Segundo o relato da vítima, o caso ocorreu nas proximidades da Igreja Assembleia de Deus Ministério do Avivamento (ADMA), alvo frequente de reclamações sobre perturbação do sossego.
Vídeos enviados pelo morador mostram uma discussão entre os envolvidos antes das agressões. Nas imagens, o homem recebe ao menos quatro socos na região do rosto.

O secretário de Segurança de Balneário Camboriú, Araújo Gomes, confirmou que o homem apontado como autor das agressões integra a Guarda Municipal da cidade e estava fora de serviço no momento da ocorrência.
Segundo o secretário, a Secretaria de Segurança apura o caso para definir possíveis medidas administrativas.
Araújo Gomes também afirmou que equipamentos e programas utilizados pela prefeitura para medição sonora não identificaram irregularidades durante o funcionamento da igreja.
O morador afirma que encaminha reclamações há anos sobre suposta perturbação sonora causada pela instituição religiosa. Segundo ele, os cultos ultrapassariam os limites de decibéis permitidos.
Em março de 2025, o Ministério Público de Santa Catarina determinou prazo de 30 dias para implantação de isolamento acústico na igreja após ação relacionada à poluição sonora e ao descumprimento de normas ambientais.
De acordo com o MPSC, entre março de 2023 e agosto de 2024 foram registradas 17 reclamações formais sobre perturbação sonora envolvendo o local.
Ainda conforme o Ministério Público, a igreja implantou isolamento acústico após a determinação.
O morador encaminhou imagens com ferimentos no rosto e relatou que precisou procurar atendimento médico após a agressão.
Em outra gravação, é possível ouvir parte da discussão entre ele e o guarda municipal.

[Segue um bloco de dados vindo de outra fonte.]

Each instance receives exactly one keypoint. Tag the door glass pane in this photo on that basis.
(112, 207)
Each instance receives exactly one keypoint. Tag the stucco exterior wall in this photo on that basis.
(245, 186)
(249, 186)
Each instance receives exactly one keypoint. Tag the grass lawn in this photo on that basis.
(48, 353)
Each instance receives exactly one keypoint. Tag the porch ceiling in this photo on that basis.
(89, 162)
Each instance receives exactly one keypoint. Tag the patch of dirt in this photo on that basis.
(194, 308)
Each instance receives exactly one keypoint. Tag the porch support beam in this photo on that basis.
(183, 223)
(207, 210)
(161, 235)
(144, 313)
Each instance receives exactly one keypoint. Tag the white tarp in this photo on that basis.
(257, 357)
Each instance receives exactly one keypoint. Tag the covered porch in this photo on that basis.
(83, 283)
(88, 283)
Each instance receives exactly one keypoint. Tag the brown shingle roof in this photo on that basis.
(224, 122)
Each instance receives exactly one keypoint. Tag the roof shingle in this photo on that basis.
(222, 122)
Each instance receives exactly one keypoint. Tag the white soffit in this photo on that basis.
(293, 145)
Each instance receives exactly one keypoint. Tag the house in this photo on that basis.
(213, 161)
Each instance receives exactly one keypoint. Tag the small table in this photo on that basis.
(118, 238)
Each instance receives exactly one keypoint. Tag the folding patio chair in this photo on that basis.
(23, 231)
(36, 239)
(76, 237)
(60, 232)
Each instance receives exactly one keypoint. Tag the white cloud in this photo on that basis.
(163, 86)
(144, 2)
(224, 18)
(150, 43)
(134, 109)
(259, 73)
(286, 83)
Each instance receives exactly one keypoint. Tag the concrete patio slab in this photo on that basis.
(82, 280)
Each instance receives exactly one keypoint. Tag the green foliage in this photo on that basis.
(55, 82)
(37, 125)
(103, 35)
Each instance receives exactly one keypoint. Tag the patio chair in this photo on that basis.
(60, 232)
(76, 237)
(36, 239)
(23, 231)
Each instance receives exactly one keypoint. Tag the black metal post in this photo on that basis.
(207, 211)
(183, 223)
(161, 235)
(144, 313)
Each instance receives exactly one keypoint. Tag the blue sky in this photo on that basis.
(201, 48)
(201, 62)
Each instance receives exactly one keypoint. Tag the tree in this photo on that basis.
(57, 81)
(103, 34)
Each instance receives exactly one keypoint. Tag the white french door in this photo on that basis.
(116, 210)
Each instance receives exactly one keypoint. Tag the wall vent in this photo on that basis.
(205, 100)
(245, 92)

Durante o vídeo, o agente afirma “se o senhor botar o celular na minha cara, eu vou te quebrar”. Na sequência, o morador responde “bata”, momento em que a gravação é interrompida.

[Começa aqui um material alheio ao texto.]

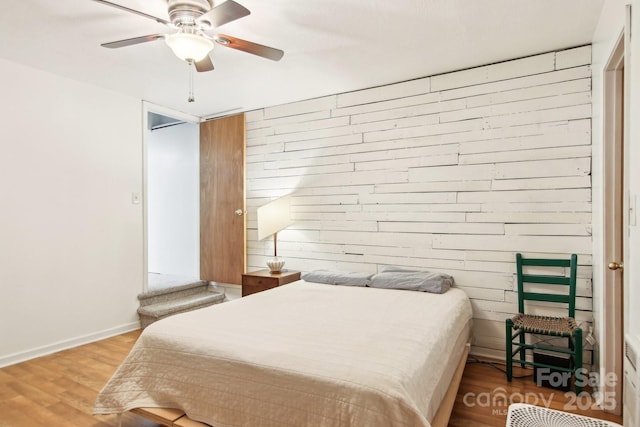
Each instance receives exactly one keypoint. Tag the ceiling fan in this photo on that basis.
(193, 20)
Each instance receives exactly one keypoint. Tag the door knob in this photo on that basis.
(615, 266)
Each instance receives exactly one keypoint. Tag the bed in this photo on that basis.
(302, 354)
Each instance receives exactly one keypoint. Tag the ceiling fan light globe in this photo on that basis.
(189, 47)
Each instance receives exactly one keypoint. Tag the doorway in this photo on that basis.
(171, 193)
(615, 224)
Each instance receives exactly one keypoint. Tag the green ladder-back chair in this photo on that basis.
(522, 323)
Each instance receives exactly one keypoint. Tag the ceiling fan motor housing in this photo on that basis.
(183, 13)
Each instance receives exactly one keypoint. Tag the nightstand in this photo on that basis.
(262, 280)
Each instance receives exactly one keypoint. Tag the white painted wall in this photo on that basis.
(173, 197)
(609, 28)
(71, 259)
(452, 173)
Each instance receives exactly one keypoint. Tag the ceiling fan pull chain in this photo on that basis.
(191, 97)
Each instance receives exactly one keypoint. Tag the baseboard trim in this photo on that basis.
(23, 356)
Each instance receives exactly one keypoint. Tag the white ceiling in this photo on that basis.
(331, 46)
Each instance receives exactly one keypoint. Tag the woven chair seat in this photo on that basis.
(555, 326)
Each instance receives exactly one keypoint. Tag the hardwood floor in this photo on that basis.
(60, 389)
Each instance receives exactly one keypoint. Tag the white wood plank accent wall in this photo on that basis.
(454, 173)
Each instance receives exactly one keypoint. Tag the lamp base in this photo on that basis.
(275, 265)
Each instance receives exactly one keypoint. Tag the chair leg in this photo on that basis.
(577, 358)
(509, 348)
(523, 353)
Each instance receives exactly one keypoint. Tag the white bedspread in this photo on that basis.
(303, 354)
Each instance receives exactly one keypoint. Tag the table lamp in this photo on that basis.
(273, 217)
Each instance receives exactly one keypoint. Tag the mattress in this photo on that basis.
(302, 354)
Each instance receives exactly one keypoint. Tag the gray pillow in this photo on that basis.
(337, 277)
(425, 281)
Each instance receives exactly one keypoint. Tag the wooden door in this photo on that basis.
(616, 226)
(222, 200)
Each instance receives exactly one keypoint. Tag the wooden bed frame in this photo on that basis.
(177, 418)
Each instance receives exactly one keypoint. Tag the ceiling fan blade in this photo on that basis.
(132, 41)
(249, 47)
(204, 64)
(224, 13)
(126, 9)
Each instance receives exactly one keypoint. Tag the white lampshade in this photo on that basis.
(274, 216)
(189, 46)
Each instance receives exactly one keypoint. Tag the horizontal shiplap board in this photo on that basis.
(453, 173)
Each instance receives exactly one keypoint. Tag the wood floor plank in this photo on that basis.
(60, 389)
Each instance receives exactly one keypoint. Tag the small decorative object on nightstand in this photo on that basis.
(273, 217)
(262, 280)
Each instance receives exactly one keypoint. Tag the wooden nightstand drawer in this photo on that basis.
(262, 280)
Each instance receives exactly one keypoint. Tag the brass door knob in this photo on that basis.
(615, 266)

Em entrevista à Rádio Menina na manhã de terça-feira (19), Araújo Gomes afirmou ter acompanhado a ocorrência na Delegacia de Polícia Civil e na Unidade de Pronto Atendimento, para onde o morador foi levado após as agressões.
Segundo o secretário, o morador estava em frente à igreja registrando imagens para fundamentar novas reclamações relacionadas ao volume do som durante um culto quando ocorreu a discussão com o guarda municipal.